Deploying Django with gunicorn and nginx

2019-01-20 21:15发布

问题:

This is a broad question but I'd like to get a canonical answer. I have been trying to deploy a site using gunicorn and nginx in Django. After reading tons of tutorials I have been successful but I can't be sure that the steps I followed are good enough to run a site without problems or maybe there are better ways to do it. That uncertainty is annoying.

That's why I'm looking for a very detailed and well explained answer for newbies. I don't want to explain too much what I know and what I don't know since this could skew the answers a bit and other people could benefit to a lesser degree from your answers. However, some things I'd like to see mentioned are:

  • What "setup" have you seen work best? I used virtualenv and moved my Django project inside this environment, however I have seen another setups where there is a folder for virtual environments and other for projects.

  • How can I setup things in a way that allows several sites to be hosted in a single server?

  • Why some people suggest using gunicorn_django -b 0.0.0.0:8000 and others suggest gunicorn_django -b 127.0.0.1:8000? I tested the latter in an Amazon EC2 instance but it didn't work while the former worked without problem.

  • What is the logic behind the config file of nginx? There are so many tutorials using drastically different configuration files that I'm confused on which one is better. For example, some people use alias /path/to/static/folder and others root /path/to/static/folder. Maybe you can share your preferred configuration file.

  • Why do we create a symlink between site-available and sites-enabled in /etc/nginx?

  • Some best practices are as always welcomed :-)

Thanks

回答1:

What "setup" have you seen work best? I used virtualenv and moved my django project inside this environment, however I have seen another setups where there is a folder for virtual environments and other for projects.

virtualenv is a way to isolate Python environments; as such, it doesn't have a large part to play at deployment - however during development and testing it is a requirement if not highly recommended.

The value you would get from virtualenv is that it allows you to make sure that the correct versions of libraries are installed for the application. So it doesn't matter where you stick the virtual envrionment itself. Just make sure you don't include it as part of the source code versioning system.

The file system layout is not critical. You will see lots of articles extolling the virtues of directory layouts and even skeleton projects that you can clone as a starting point. I feel this is more of a personal preference than a hard requirement. Sure its nice to have; but unless you know why, it doesn't add any value to your deployment process - so don't do it because some blog recommends it unless it makes sense for your scenario. For example - no need to create a setup.py file if you don't have a private PyPi server that is part of your deployment workflow.

How can I setup things in a way that allows several sites to be hosted in a single server?

There are two things you need to do multiple site setups:

  1. A server that is listening on the public IP on port 80 and/or port 443 if you have SSL.
  2. A bunch of "processes" that are running the actual django source code.
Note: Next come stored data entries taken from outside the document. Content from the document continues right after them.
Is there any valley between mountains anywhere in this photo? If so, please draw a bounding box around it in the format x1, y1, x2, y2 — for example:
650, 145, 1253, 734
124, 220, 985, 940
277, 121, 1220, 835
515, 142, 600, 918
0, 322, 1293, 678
People use nginx for #1 because its a very fast proxy and it doesn't come with the overhead of a comprehensive server like Apache. You are free to use Apache if you are comfortable with it. There is no requirement that "for mulitple sites, use nginx"; you just need a service that is listening on that port, knows how to redirect (proxy) to your processes running the actual django code.

For #2 there are a few ways to start these processes. gevent/uwsgi are the most popular ones. The only thing to remember here is do not use runserver in production.

Those are the absolute minimum requirements. Typically people add some sort of process manager to control all the "django servers" (#2) running. Here you'll see upstart and supervisor mentioned. I prefer supervisor as it doesn't need to take over the entire system (unlike upstart). However, again - this is not a hard requirement. You could perfectly run a bunch of screen sessions and detatch them. The downside is, should your server restart, you would have to relaunch the screen sessions.

Personally I would recommend:

  1. Nginx for #1
  2. Take your pick between uwsgi and gunicorn - I use uwsgi.
  3. supervisor for managing the backend processes.
  4. Individual system accounts (users) for each application you are hosting.

The reason I recommend #4 is to isolate permissions; again, not a requirement.

Why some people suggest using gunicorn_django -b 0.0.0.0:8000 and others suggest gunicorn_django -b 127.0.0.1:8000? I tested the latter in an Amazon EC2 instance but it didn't work while the former worked without problem.

0.0.0.0 means "all IP addresses" - its a meta address (that is, a placeholder address). 127.0.0.1 is a reserved address that always points to the local machine. That is why its called "localhost". It is only reachable to processes running on the same system.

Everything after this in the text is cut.